Some of the ancient structures are over 460 meters (1,500 feet) long, but they are relatively narrow and sometimes packed together. They are mostly seen on bedrock, sometimes on rocky outcrops above the desert, but can also be found in mountains and low-lying areas.

According to scholars, thousands of colossal structures constructed from rock walls in Saudi Arabia are in fact older than Egypt’s pyramids and Britain’s ancient stone circles, with an average age of 7,000 years, making them the earliest ceremonial landscape ever discovered.

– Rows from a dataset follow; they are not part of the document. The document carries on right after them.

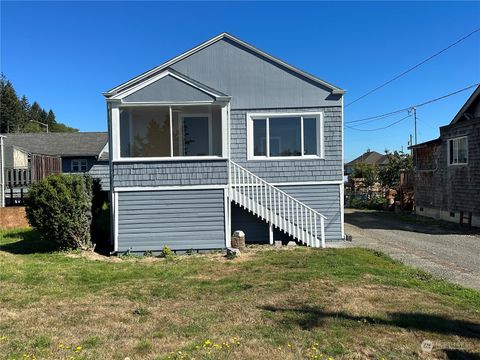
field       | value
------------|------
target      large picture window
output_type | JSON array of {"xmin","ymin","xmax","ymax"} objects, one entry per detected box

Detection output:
[
  {"xmin": 448, "ymin": 136, "xmax": 468, "ymax": 165},
  {"xmin": 249, "ymin": 113, "xmax": 323, "ymax": 159},
  {"xmin": 120, "ymin": 106, "xmax": 222, "ymax": 158}
]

The enigmatic structures scattered across the desert in northwestern Saudi Arabia, named “mustatils” from the Arabic word for “rectangle”, are much older than initially thought, according to a study published on Thursday in the journal Antiquity.

That’s a lot older than anyone imagined, and it’s about 2,000 years older than both Stonehenge and the oldest Egyptian pyramid.

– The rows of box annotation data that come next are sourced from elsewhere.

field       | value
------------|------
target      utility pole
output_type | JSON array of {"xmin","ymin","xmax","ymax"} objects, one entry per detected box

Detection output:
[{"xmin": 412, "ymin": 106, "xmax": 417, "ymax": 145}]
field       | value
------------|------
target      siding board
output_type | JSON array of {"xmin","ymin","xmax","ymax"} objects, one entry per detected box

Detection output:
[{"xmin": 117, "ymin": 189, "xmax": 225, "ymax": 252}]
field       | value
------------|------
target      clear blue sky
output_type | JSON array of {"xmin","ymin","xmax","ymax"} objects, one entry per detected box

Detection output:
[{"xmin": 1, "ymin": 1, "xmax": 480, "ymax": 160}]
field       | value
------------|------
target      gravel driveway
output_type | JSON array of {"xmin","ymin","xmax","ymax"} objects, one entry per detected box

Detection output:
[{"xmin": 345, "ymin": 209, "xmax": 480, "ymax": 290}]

Interestingly, according to the research, the mustatils were perharps part of an ancient “cattle cult” that celebrated the animals, as shown by ancient rock drawings depicting herds of cattle that must have been essential to the Neolithic people’s survival in the region.

“We think of them as a monumental landscape,” Melissa Kennedy, an archaeologist at the University of Western Australia in Perth and study author, said. “We are talking about over 1,000 mustatils. These things are found over 200,000 square kilometres [77,000 square miles], and they’re all very similar in shape … so perhaps it’s the same ritual belief or understanding.”

“There must have been a great level of communication over a very big area, because how they were constructed was communicated to people,” archaeologist and lead author Hugh Thomas said.